KB Financial Group Inc
- Native name: 주식회사 케이비금융지주
- Type: Public
- Traded as: KRX: 105560 NYSE: KB (ADR)
- ISIN: KR7105560007
- Industry: Financial services
- Founded: September 29, 2008 (holding company)
- Headquarters: Seoul, South Korea
- Key people: Yoon Jong-kyoo (chairman & CEO)
- Revenue: US$17.2 billion (2022)
- Net income: US$3.547 billion (2022)
- Total assets: US$508 billion (2022)
- Subsidiaries: Kookmin Bank KB Life Insurance
- Website: www.kbfg.com

= KB Financial Group =

Korean financial services company

KB Financial Group Inc is a finance holding company headquartered in Seoul, South Korea. The Group and its subsidiaries provide a broad range of banking and financial services. It is one of the domestic systemically important banks (D-SIBs) identified by the Financial Services Commission.

== History ==
KB Financial Group was established through the restructuring of Kookmin Bank into a holding company in September 2008. Kookmin Bank launched a financial holding firm to boost non-banking operations such as brokerage, insurance, and consumer finance. After its establishment, KB acquired non-banking financial services companies, including LIG Insurance, Hyundai Securities, Prudential Life Korea, etc.

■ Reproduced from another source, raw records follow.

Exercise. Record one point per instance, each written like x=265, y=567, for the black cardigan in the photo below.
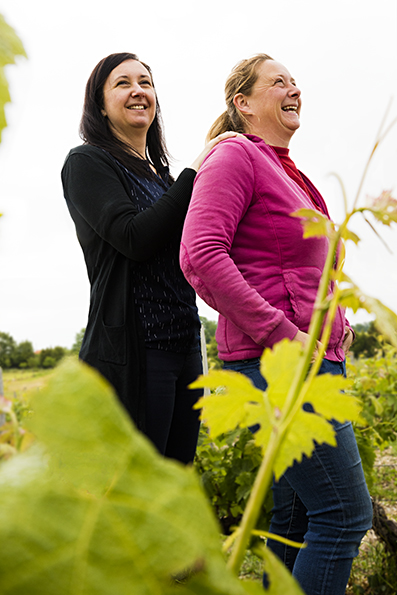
x=113, y=234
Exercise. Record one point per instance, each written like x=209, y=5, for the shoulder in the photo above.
x=89, y=159
x=248, y=148
x=95, y=153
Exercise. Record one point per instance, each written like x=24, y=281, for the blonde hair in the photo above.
x=241, y=80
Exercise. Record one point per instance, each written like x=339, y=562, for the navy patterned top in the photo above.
x=166, y=302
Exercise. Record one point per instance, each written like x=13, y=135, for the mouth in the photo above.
x=290, y=108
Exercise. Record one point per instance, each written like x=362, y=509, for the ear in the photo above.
x=242, y=104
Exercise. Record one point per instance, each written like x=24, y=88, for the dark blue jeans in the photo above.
x=171, y=422
x=322, y=501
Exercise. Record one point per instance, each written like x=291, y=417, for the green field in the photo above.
x=18, y=383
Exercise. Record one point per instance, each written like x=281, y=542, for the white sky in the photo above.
x=343, y=55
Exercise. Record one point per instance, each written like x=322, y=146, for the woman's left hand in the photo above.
x=209, y=146
x=348, y=340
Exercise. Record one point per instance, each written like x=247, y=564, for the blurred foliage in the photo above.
x=374, y=382
x=228, y=465
x=10, y=47
x=92, y=508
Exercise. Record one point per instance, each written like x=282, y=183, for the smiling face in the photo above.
x=130, y=103
x=273, y=107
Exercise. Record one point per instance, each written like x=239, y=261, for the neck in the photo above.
x=270, y=137
x=136, y=142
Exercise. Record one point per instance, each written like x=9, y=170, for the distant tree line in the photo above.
x=21, y=355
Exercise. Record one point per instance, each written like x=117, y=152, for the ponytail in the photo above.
x=241, y=80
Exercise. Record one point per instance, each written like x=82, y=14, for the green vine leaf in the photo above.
x=225, y=411
x=352, y=297
x=350, y=235
x=241, y=403
x=10, y=47
x=314, y=223
x=384, y=208
x=68, y=527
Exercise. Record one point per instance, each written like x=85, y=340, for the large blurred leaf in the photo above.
x=10, y=46
x=241, y=403
x=101, y=512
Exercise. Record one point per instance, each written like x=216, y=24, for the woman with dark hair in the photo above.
x=143, y=327
x=247, y=258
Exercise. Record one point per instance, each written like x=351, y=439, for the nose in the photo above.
x=136, y=89
x=294, y=91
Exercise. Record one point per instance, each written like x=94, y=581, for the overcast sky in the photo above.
x=343, y=55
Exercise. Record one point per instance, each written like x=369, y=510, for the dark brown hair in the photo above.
x=241, y=80
x=95, y=128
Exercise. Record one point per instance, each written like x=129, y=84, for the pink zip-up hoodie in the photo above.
x=246, y=256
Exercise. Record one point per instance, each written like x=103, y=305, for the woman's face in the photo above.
x=129, y=100
x=273, y=107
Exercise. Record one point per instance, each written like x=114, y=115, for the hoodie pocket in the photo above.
x=302, y=286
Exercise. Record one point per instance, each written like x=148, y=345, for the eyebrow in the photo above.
x=283, y=76
x=125, y=76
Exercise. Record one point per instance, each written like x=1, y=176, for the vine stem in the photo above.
x=279, y=430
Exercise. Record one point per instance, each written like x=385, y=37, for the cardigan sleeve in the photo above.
x=95, y=188
x=223, y=191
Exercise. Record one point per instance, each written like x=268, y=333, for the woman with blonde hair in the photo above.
x=247, y=258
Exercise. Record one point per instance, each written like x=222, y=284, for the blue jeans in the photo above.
x=322, y=501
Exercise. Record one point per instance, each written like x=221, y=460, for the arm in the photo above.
x=223, y=192
x=96, y=190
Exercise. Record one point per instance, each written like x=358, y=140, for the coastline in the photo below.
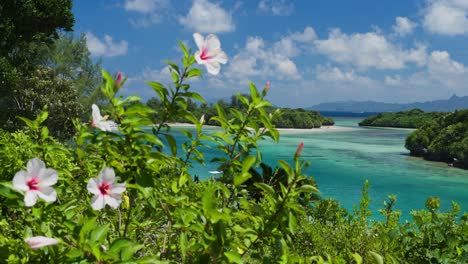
x=322, y=129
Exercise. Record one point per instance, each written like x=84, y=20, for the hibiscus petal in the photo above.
x=40, y=241
x=34, y=166
x=47, y=177
x=92, y=186
x=198, y=59
x=199, y=40
x=118, y=188
x=30, y=198
x=96, y=114
x=47, y=193
x=113, y=200
x=97, y=202
x=19, y=181
x=213, y=67
x=212, y=42
x=107, y=175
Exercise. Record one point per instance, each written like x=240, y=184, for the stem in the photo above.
x=237, y=138
x=274, y=216
x=169, y=224
x=171, y=105
x=127, y=222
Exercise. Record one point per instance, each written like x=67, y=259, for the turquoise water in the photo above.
x=341, y=161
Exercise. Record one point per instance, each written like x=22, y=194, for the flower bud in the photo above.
x=40, y=241
x=299, y=150
x=118, y=80
x=267, y=86
x=202, y=119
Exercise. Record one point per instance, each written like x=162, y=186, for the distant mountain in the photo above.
x=453, y=103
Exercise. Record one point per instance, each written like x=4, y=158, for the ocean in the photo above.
x=341, y=161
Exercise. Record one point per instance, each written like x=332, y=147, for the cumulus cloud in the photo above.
x=368, y=50
x=446, y=17
x=335, y=74
x=149, y=11
x=440, y=65
x=403, y=26
x=392, y=81
x=106, y=47
x=276, y=7
x=206, y=17
x=270, y=60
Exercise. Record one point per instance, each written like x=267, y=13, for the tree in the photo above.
x=27, y=27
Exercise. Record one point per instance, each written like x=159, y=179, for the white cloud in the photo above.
x=276, y=7
x=335, y=74
x=307, y=36
x=393, y=81
x=107, y=47
x=441, y=66
x=403, y=26
x=270, y=60
x=368, y=50
x=150, y=11
x=145, y=6
x=446, y=17
x=206, y=17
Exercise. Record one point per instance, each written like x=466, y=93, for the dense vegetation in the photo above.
x=41, y=65
x=407, y=119
x=443, y=139
x=282, y=117
x=61, y=203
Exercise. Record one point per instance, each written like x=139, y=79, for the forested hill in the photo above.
x=284, y=118
x=407, y=119
x=447, y=105
x=443, y=139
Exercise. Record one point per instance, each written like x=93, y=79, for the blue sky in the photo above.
x=312, y=51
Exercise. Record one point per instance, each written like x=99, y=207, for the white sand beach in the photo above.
x=322, y=129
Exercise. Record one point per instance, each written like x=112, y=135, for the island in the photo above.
x=442, y=139
x=282, y=117
x=414, y=118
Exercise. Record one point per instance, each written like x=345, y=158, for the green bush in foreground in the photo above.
x=65, y=205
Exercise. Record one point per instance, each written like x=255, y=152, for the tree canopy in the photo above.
x=442, y=139
x=406, y=119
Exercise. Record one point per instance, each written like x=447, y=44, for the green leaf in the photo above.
x=195, y=96
x=308, y=189
x=172, y=143
x=175, y=77
x=44, y=132
x=292, y=223
x=377, y=258
x=173, y=66
x=194, y=73
x=233, y=257
x=357, y=258
x=241, y=178
x=266, y=188
x=159, y=89
x=247, y=163
x=254, y=92
x=99, y=234
x=89, y=225
x=30, y=123
x=183, y=244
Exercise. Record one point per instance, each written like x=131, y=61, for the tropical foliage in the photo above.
x=407, y=119
x=281, y=117
x=125, y=194
x=443, y=139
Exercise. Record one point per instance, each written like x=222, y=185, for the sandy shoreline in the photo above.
x=290, y=130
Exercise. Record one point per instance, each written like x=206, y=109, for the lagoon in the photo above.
x=341, y=161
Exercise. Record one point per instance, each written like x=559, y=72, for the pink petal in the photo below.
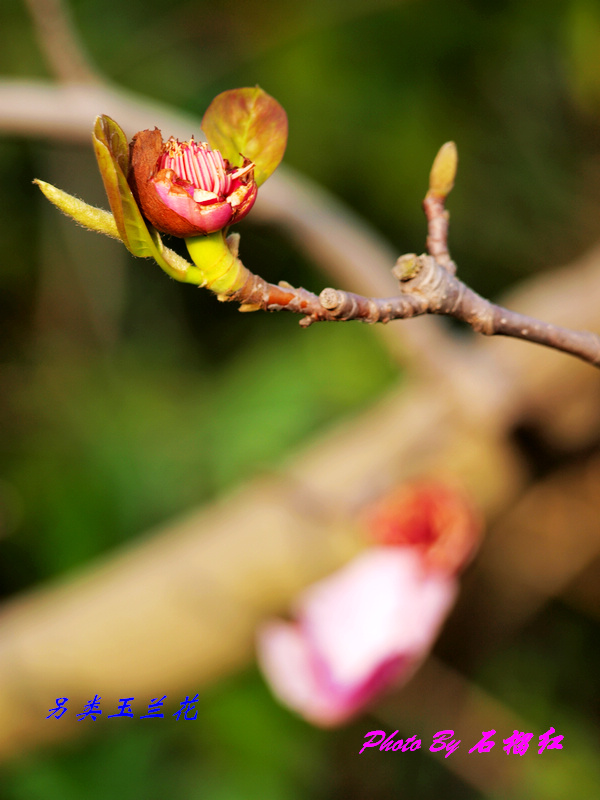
x=380, y=607
x=359, y=630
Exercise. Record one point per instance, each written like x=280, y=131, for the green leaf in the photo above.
x=112, y=154
x=247, y=122
x=96, y=219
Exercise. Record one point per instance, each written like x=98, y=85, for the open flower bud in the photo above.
x=361, y=630
x=186, y=188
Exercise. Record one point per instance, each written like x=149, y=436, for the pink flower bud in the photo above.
x=358, y=631
x=187, y=189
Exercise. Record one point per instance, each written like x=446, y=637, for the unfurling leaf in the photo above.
x=247, y=123
x=112, y=154
x=96, y=219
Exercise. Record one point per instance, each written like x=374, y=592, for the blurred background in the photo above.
x=127, y=399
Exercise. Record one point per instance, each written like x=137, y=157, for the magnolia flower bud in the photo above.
x=357, y=632
x=186, y=188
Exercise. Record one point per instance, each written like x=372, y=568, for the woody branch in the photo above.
x=428, y=285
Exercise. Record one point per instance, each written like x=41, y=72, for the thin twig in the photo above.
x=427, y=288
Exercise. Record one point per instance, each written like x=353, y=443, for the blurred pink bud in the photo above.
x=358, y=631
x=430, y=516
x=186, y=188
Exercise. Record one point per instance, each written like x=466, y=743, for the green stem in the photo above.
x=222, y=271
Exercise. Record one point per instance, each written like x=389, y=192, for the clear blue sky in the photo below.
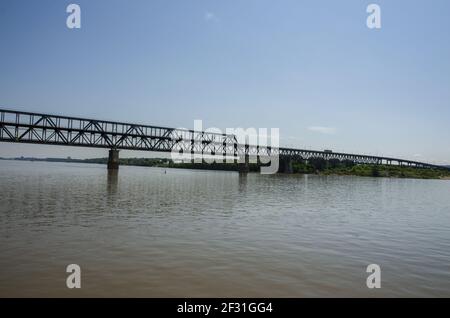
x=296, y=65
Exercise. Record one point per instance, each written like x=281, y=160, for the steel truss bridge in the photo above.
x=35, y=128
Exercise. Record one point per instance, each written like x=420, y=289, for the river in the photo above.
x=151, y=232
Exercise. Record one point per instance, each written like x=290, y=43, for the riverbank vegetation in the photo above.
x=317, y=166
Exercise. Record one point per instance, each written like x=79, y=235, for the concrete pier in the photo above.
x=113, y=159
x=285, y=165
x=243, y=164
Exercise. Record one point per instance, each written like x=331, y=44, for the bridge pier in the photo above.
x=113, y=159
x=285, y=165
x=243, y=164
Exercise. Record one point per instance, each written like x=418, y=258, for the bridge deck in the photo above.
x=27, y=127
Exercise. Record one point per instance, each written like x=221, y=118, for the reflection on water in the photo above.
x=144, y=232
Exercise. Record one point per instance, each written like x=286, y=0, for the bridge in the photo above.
x=36, y=128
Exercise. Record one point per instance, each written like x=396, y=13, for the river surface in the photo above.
x=152, y=232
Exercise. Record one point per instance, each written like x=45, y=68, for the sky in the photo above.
x=313, y=69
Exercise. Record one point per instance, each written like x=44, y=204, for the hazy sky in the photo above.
x=311, y=68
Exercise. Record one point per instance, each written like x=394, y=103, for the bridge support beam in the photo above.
x=243, y=164
x=113, y=159
x=285, y=165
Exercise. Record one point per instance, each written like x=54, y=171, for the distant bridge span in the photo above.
x=36, y=128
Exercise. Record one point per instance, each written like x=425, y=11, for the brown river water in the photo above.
x=183, y=233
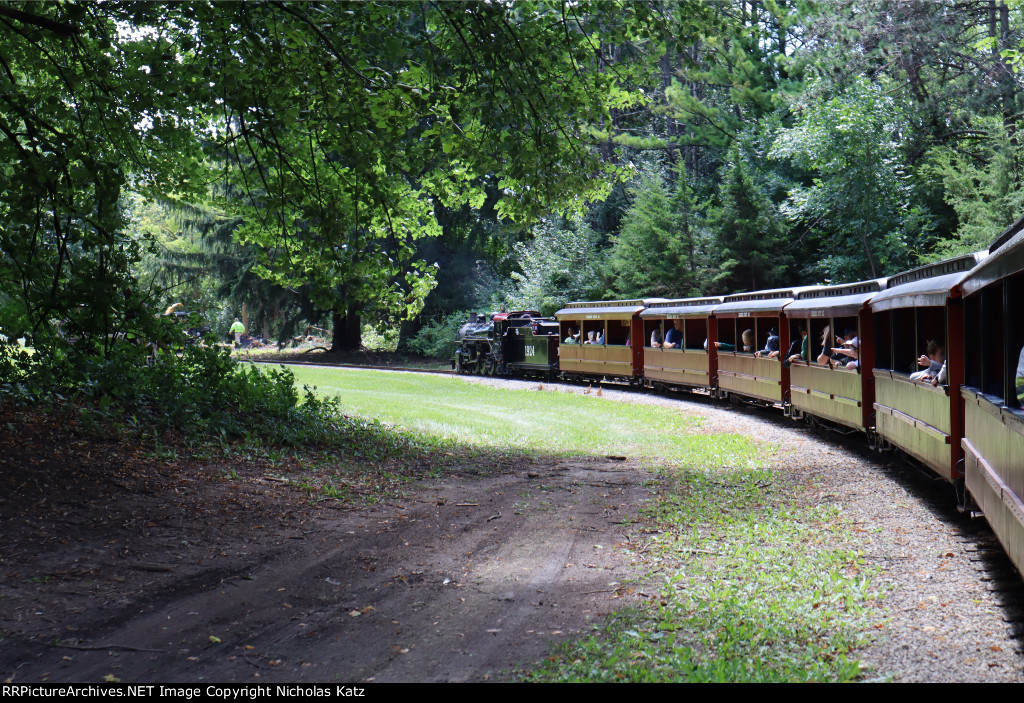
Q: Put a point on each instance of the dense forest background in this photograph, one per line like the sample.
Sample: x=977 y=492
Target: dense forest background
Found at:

In 2015, KB acquired LIG Insurance, South Korea's fourth-largest non-life insurance company with assets totaling 24 trillion won, from LIG Group and changed its name to KB Insurance. KB also took over Hyundai Securities from Hyundai Group after beating Korea Investment and Hong Kong–based private equity firm Actis in 2016. KB has merged its existing stock brokerage firm KB Investment & Securities with Hyundai Securities and renamed it as KB Securities. In 2020, KB reinforced its life insurance business by acquiring a 100% stake in Prudential Financial Inc's South Korean unit for 2.3 trillion won.

In 2021, KB Financial Group bought a majority stake in the Indonesia-based Bank Bukopin and changed its name to KB Bukopin.

For the year 2025, South Korea’s four largest financial holding companies (KB Financial Group, Shinhan Financial Group, Hana Financial Group, and Woori Financial Group) reported a combined nearly 18 trillion won ($12.6 billion) in net profit. Specifically, KB posted the strongest growth, with net profit rising 15.1% to 5.84 trillion won.

In February 2026, it was announced that KB had broken above value for the first time. This milestone fueled expectations of a broader re-rating across domestic financial holding firms long viewed as chronically undervalued.

== Operations ==
There are 13 subsidiaries under KB Financial Group, including Kookmin Bank, KB Securities, KB Insurance, KB Kookmin Card, Prudential Life Insurance Korea, KB Asset Management, KB Capital, KB Life Insurance, KB Real Estate Trust, KB Savings Bank, KB Investment, KB Data Systems, and KB Credit Information.